Biden’s successor’s murky future

The White House continues to look for a way out of the presidential administration’s hardware crisis


Biden’s approval ratings are at their lowest, Democrats in Congress are already queuing up to get out, fearful of the results of the 2022 election, and the prospects for the next presidential race are still unclear.

The cabinet reshuffle in the Harris team continues amid a split in the presidential tandem. The victims of the Biden-Harris wedge have already included the vice president’s cabinet communications director and the White House communications director for the entire White House. And now they have been joined by the Vice President’s top adviser, Simone Sanders, who has worked closely with Harris for three years.

It is unlikely that anything will change for the better in Harris’ office with its “toxic” atmosphere of mistrust and negligence. This cannot fail to please another participant in the “war of the towers”, Transport Minister Buttigieg, who is now being touted as Biden’s alternative successor.

Meanwhile, more and more White House staffers are bluntly accusing Buttigieg of disrespecting minorities – for daring to hope to get into the Oval Office bypassing a black woman. Biden, who, according to the left wing of his administration, is both framing Harris and tellingly refusing to defend her against criticism from the American public.
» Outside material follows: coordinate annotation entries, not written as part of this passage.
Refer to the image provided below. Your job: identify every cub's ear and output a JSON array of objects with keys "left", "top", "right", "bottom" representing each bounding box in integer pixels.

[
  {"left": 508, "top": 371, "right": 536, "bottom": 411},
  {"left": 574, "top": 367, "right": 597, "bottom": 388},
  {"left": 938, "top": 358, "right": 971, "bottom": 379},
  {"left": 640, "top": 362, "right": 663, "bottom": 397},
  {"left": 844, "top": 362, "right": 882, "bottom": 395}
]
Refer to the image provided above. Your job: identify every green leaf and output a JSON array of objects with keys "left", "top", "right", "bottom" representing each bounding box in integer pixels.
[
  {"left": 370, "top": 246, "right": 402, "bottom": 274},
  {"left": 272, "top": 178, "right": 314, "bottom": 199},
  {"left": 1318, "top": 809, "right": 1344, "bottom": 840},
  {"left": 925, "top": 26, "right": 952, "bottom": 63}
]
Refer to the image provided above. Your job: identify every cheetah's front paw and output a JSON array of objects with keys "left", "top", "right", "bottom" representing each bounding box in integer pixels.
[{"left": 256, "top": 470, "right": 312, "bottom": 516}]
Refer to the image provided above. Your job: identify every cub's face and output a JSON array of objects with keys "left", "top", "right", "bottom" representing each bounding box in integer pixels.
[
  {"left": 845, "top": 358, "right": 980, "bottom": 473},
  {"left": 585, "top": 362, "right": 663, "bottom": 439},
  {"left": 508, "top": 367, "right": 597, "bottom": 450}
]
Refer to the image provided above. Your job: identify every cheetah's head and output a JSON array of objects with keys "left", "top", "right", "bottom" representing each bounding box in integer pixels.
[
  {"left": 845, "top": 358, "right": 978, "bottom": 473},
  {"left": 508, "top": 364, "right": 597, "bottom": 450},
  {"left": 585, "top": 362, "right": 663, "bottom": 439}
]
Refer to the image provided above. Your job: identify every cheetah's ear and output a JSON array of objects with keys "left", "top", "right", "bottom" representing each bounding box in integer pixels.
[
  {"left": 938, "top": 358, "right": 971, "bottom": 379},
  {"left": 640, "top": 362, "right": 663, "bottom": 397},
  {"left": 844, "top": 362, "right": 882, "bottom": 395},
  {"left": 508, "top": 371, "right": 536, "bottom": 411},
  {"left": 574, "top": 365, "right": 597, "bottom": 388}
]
Biden himself is keeping up the suspense by hinting that he may himself be nominated in 2024 – although he will be 82 by then. At the same time, the Bidenists cleverly plant rumors in the media that Harris may be bailed out by the Supreme Court – thus effectively getting rid of her.

It seems like a good scenario: with the current rating of 28% Harris is not likely to win the elections of 2024. Even among Democrats, only 13% are willing to support her in the primaries. And on the Supreme Court, she could replace one of the older Democrats – say, the 83-year-old Stephen Breyer.

However, here too, a curiosity could happen: then Harris would become the first Supreme Court justice in US history to fail a legal exam. However, that hasn’t stopped her from already working as a prosecutor in San Francisco and then all of California. But it also explains episodes from her past – for example, when she kept people in jail for years while hiding evidence of their innocence from the court.

One thing is clear: All these backroom games risk making the Democratic Party even more vulnerable in the upcoming congressional elections: Democrats are already resigning en masse, without waiting for Election Day or the outcome of the “war of the towers” in the White House.